Back in the Saddle Aginn
Staff member
I received an interesting email at my website this morning, ourstrangeplanet.com that mentions an interesting story that circulated among SE USA Indian tribes in the early 16th Century. Fascinating but spooky. BTW: Albert Rosales' upcoming episode of the Paracast should not be missed!—Chris

Hi Chris

Just to tell you that I'm almost done reading "stalking the tricksters" and I find
it a very interesting and entertaining book . Keep up the good work. As for the
trickster character I wonder if you ever came across the following story and what do
you make of it.: Its summed up in the A. Rosales humanoid database, but I also
include the relevant part of the book written by the "conquistador" Cabeza de Vaca
in sixteenth century. This "Malacosa" seem's like a shapeshifter trickster to me,
what do you think?

Location: Ozarks region; date: circa 1516; time: various.
In the 1530s and 40s, the Spaniard Cabeza de Vaca and his conquistadores followed
the Mississippi River and came in contact with various Native American tribes of
varying dispositions. Upon befriending the Avavares further westward they were told
a most unusual tale. According to the Indians, approximately sixteen years earlier
the region had been visited by another “bearded” character of unusual aspect. This
fellow was called by the Indians “Malacosa” or Mr. “Bad thing” (according to the
Spaniards) an accurate appellation given his proclivities.
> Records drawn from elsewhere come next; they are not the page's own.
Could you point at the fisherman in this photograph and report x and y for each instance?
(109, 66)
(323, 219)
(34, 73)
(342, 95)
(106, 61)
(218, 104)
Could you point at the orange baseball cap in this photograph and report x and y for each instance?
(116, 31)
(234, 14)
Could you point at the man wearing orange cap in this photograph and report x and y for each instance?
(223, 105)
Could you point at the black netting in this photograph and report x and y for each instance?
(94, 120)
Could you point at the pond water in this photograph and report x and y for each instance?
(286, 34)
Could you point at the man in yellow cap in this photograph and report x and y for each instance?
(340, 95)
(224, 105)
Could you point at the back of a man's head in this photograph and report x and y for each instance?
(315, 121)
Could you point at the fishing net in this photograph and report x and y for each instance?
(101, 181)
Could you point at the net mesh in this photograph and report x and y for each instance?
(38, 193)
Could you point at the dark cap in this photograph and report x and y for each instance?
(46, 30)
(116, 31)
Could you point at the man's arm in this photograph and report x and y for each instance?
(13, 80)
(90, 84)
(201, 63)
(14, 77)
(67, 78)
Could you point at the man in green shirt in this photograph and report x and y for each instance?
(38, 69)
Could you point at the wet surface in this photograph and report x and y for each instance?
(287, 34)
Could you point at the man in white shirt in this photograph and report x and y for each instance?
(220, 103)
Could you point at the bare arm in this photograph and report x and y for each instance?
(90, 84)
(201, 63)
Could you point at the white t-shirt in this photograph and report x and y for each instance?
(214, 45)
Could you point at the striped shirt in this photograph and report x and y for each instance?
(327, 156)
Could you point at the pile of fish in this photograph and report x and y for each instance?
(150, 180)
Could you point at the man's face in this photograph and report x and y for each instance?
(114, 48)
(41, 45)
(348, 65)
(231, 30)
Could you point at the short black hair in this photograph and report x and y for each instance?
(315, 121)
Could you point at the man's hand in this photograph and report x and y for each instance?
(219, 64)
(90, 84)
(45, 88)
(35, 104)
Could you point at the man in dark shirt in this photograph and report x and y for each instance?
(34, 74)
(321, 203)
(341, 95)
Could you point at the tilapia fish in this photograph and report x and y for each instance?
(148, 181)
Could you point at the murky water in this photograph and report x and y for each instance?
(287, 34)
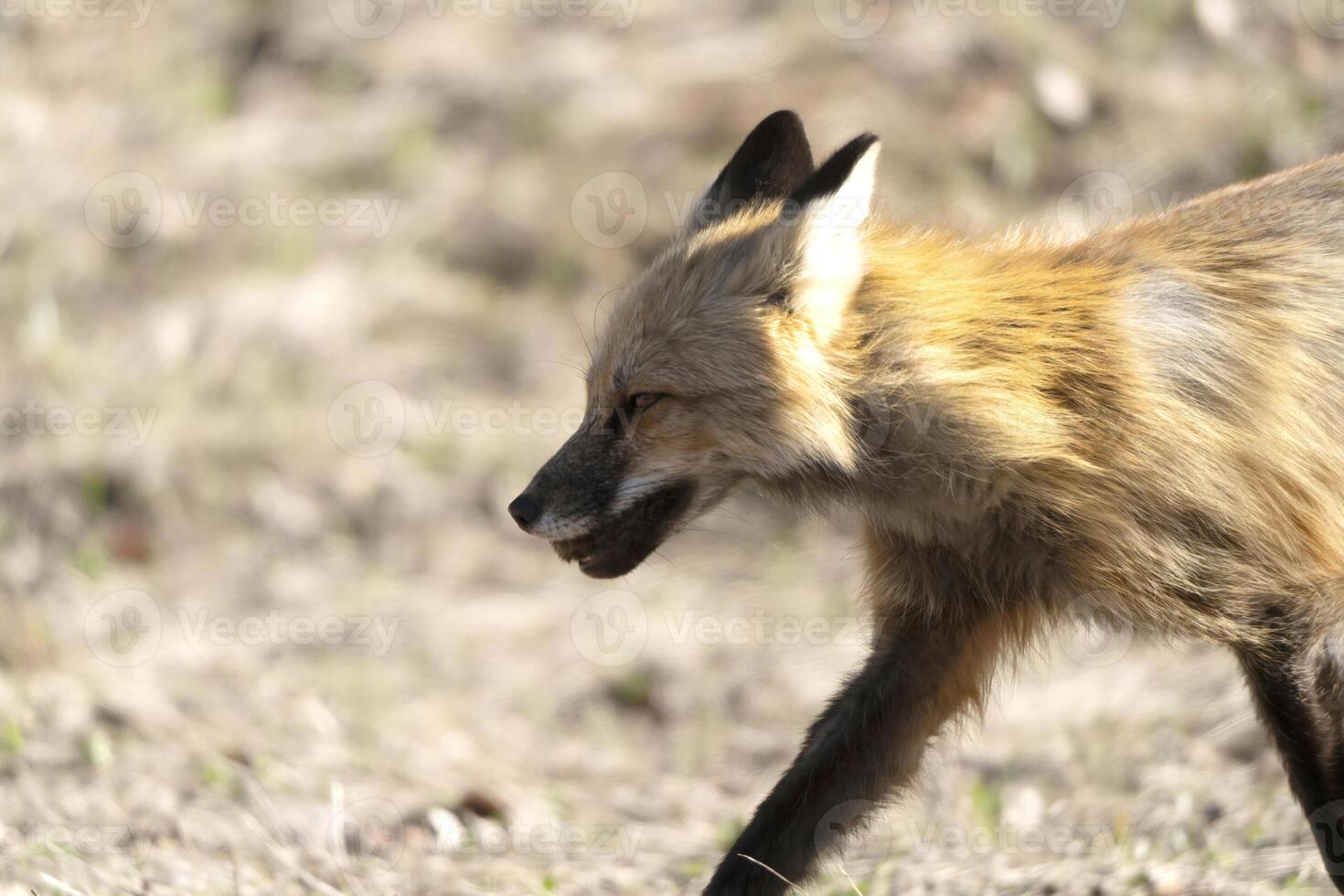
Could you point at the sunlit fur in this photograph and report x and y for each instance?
(1146, 426)
(1156, 409)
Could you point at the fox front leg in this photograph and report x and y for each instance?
(866, 744)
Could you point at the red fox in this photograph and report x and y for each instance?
(1152, 414)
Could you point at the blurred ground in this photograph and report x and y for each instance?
(294, 295)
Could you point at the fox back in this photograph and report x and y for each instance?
(1149, 420)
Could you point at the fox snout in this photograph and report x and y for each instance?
(594, 512)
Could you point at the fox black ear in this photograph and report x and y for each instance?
(772, 163)
(835, 171)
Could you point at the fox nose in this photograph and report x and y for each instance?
(525, 509)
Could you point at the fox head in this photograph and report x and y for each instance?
(723, 361)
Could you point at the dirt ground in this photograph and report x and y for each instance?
(296, 298)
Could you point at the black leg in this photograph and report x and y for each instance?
(1296, 689)
(867, 743)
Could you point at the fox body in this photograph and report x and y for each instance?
(1146, 425)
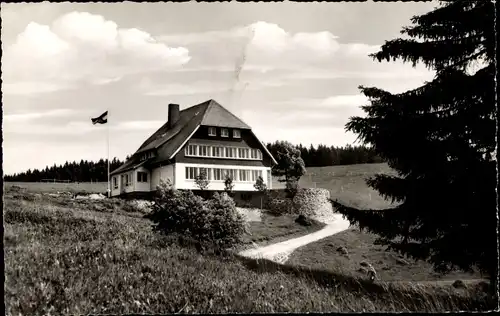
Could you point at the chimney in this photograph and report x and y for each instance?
(173, 114)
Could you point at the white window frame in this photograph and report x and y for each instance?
(141, 175)
(218, 175)
(212, 131)
(223, 152)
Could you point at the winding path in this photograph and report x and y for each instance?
(280, 252)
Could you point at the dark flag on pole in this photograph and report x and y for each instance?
(103, 119)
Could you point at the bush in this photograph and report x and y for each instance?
(280, 206)
(212, 223)
(226, 224)
(313, 202)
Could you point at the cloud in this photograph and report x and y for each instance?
(138, 125)
(31, 116)
(81, 46)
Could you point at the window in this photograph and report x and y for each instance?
(142, 177)
(195, 150)
(217, 152)
(218, 174)
(191, 173)
(253, 153)
(203, 151)
(212, 131)
(243, 153)
(191, 150)
(244, 175)
(256, 174)
(230, 173)
(207, 173)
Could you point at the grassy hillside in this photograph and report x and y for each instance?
(74, 260)
(360, 246)
(344, 182)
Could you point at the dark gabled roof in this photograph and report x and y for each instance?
(217, 115)
(208, 113)
(129, 165)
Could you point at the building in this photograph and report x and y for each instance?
(205, 137)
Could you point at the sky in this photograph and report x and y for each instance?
(289, 70)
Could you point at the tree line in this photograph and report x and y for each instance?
(83, 171)
(323, 155)
(87, 171)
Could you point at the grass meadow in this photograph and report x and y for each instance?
(72, 260)
(100, 256)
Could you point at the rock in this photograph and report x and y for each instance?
(402, 261)
(302, 220)
(15, 188)
(483, 286)
(362, 270)
(365, 264)
(459, 284)
(342, 250)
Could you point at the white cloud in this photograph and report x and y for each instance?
(30, 116)
(82, 46)
(33, 87)
(138, 125)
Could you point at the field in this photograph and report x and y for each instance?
(389, 265)
(72, 260)
(344, 183)
(101, 256)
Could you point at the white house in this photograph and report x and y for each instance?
(205, 137)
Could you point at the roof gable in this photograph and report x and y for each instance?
(189, 119)
(208, 113)
(217, 115)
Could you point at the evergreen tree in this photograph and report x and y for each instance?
(440, 138)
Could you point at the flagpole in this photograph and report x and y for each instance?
(109, 183)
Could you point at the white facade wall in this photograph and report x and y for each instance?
(161, 173)
(142, 186)
(122, 187)
(182, 183)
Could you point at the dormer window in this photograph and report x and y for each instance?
(212, 131)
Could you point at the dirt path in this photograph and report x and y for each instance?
(280, 252)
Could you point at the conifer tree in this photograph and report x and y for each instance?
(440, 138)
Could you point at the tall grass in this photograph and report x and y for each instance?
(74, 260)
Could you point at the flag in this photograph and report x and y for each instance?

Even though bearded his
facial features were “never seen clearly” or where otherwise indistinct or else
clouded by a mist. This character “invaded” Indian homes by night, accompanied by a
light and an electrical sensation that would make the hair of the inhabitants “stand
on end.” Apparently paralyzed, the poor tribespeople would stand helpless as, armed
with a “blazing brand” or wand the bearded creature would rush inside and perform
intrusive surgeries upon its victims. This included abdominal intrusions and taking
of intestinal samples, to incisions or perhaps partial amputation of arms and legs,
which would then be surgically stitched or otherwise, repaired. The androgynous
ambiguity of this creature was not lost on the Indians, for it happened that during
this season of visitation, “Malacosa” would appear in the midst of their
celebrations, dressed alternately as an Indian man or woman, which raises the
question: Was he in a possible quest for genetic material based on seduction? The
Indians offered him food but he never ate; they inquired as to his place of origin,
and “Malacosa” pointed to a nearby “hole” on the ground and told them that his home
was there, in the regions below. At first the Spaniards laughed at the account of
the “barbarian bogey man” until the Indians brought forward numerous people who
still bore the visible scars of the intrusive or amputation reattachment surgeries.
From The Humanoid Contact Database: Humanoid Reports from 2357 BC to 1869 AD;
summarizes reports of numerous such “encounters.”
IRAAP: Humanoid Contact 2357 BC - 1869 AD


Curious Cat
I've just spent a half hour reading through the more interesting tales. Some I remember from childhood books, but most are new. The Lizard Queen of Copper Mountain is a great folk story and would likely get many an Icke fan frothing at the mouth.

The cathedral demon trying to keep the flames of a fire going is also imaginative. Mother's Milk from a woman 'beyond reproach!'

The authorities threw into the roaring fire a quantity of Agni Dei, close to one hundred and fifty buckets of water, and forty or fifty carloads of manure---to no avail. The demon was still there, and the fire kept happily burning. Something drastic had to be done, a consecrated host was placed inside a loaf of bread and thrown into the flames, and then blessed water was mixed with mile given by a nurse of above-reproach conduct and spread over the demon and the burning pyramid. This the visitor could not stand, he whistled in a most horrible fashion and flew away.